Gebruik chemotherapie bij gen-expressieprofiel borstkanker vrijwel gelijk
Sinds verbreding van de indicaties worden echter 13% méér patiënten geschikt geacht om in aanmerking te komen voor chemotherapie. Het consistente aandeel chemotherapie duidt erop dat aanpassingen van richtlijnen in de praktijk niet automatisch worden gevolgd. In de discussie gaan de onderzoekers, Anne Kuijer (Diakonessenhuis Utrecht) en collega’s, in op mogelijke oorzaken.

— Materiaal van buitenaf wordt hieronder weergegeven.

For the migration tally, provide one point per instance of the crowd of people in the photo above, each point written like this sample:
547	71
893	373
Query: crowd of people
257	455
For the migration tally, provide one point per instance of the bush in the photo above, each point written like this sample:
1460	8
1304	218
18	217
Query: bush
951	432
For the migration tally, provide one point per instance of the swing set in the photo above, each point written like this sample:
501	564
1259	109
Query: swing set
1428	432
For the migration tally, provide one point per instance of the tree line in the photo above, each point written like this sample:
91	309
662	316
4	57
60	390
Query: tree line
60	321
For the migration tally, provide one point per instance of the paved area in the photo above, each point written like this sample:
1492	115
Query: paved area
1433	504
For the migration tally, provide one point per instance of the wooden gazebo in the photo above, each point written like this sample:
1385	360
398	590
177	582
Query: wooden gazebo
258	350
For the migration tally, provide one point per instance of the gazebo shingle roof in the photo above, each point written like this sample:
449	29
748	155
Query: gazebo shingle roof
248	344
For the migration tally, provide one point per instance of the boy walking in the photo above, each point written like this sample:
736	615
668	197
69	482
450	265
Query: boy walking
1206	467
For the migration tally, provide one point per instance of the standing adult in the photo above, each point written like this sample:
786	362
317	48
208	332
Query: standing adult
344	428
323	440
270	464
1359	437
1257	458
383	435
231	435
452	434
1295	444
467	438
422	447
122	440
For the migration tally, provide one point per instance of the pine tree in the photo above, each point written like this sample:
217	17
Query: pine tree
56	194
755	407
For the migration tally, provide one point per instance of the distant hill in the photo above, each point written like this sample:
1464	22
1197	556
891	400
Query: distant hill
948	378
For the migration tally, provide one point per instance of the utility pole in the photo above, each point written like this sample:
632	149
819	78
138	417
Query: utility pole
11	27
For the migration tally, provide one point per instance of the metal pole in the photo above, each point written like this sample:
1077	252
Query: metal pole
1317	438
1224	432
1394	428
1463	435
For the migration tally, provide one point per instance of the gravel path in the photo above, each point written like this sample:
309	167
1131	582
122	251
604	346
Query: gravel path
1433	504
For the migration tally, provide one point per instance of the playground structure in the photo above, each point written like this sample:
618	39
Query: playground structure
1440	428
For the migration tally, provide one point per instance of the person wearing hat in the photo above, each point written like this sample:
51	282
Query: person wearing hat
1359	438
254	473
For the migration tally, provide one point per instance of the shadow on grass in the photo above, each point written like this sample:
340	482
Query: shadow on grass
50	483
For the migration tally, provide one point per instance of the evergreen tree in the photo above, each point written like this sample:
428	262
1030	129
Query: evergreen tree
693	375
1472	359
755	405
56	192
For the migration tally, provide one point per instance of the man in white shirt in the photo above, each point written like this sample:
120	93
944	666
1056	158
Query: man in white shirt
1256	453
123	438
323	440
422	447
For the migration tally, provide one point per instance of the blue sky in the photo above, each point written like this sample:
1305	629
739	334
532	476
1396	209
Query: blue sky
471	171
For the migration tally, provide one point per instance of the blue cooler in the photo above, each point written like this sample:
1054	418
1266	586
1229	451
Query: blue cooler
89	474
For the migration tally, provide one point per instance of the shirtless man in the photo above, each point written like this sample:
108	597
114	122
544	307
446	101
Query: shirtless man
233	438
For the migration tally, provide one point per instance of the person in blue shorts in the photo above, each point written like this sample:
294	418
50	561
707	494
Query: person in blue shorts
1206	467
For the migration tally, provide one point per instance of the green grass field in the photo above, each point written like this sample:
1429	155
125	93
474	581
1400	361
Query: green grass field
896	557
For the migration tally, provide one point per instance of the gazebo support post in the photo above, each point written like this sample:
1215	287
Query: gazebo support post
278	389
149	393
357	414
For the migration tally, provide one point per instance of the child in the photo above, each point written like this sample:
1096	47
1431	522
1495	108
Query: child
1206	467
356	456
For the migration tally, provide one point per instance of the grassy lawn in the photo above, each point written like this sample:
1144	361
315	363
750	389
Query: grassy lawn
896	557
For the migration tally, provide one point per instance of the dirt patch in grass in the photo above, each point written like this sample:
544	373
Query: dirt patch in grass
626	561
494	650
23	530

Tien jaar geleden zijn gen-expressieprofielen ingevoerd om zorgprofessionals te helpen bij de besluitvorming rond het aanbieden van adjuvante chemotherapie aan vrouwen met borstkanker. Sindsdien zijn de landelijke richtlijnen geleidelijk aan uitgebreid met meer indicaties voor adjuvante chemotherapie. In deze landelijke studie worden veranderingen in het aandeel adjuvante chemotherapie over de tijd geëvalueerd bij patiënten met oestrogeen-receptor positieve tumoren (ER+) in relatie tot het gebruik van gen-expressieprofielen bij patiëntengroepen die pas recent in aanmerking komen voor chemotherapie volgens de nationale richtlijn.
De onderzoekers verzamelden in de databank van de Nederlandse Kankerregistratie (NKR) gegevens van alle chirurgisch behandelde patiënten met een vroeg stadium van borstkanker die tussen 2004-2006 en 2012-2014 werden gediagnosticeerd. Vervolgens werden alle ER+ / HER2-patiënten geïdentificeerd met vergelijkbare tumoreigenschappen die in beide cohorten in aanmerking kwamen voor een gen-expressietest, doch die in de tijd een andere aanbeveling voor chemotherapie kregen op basis van de toen geldende richtlijn. In casu: ‘geen aanbeveling voor chemotherapie’ volgens de richtlijn uit 2004 en ‘wel een aanbeveling voor chemotherapie’ volgens de richtlijn uit 2012.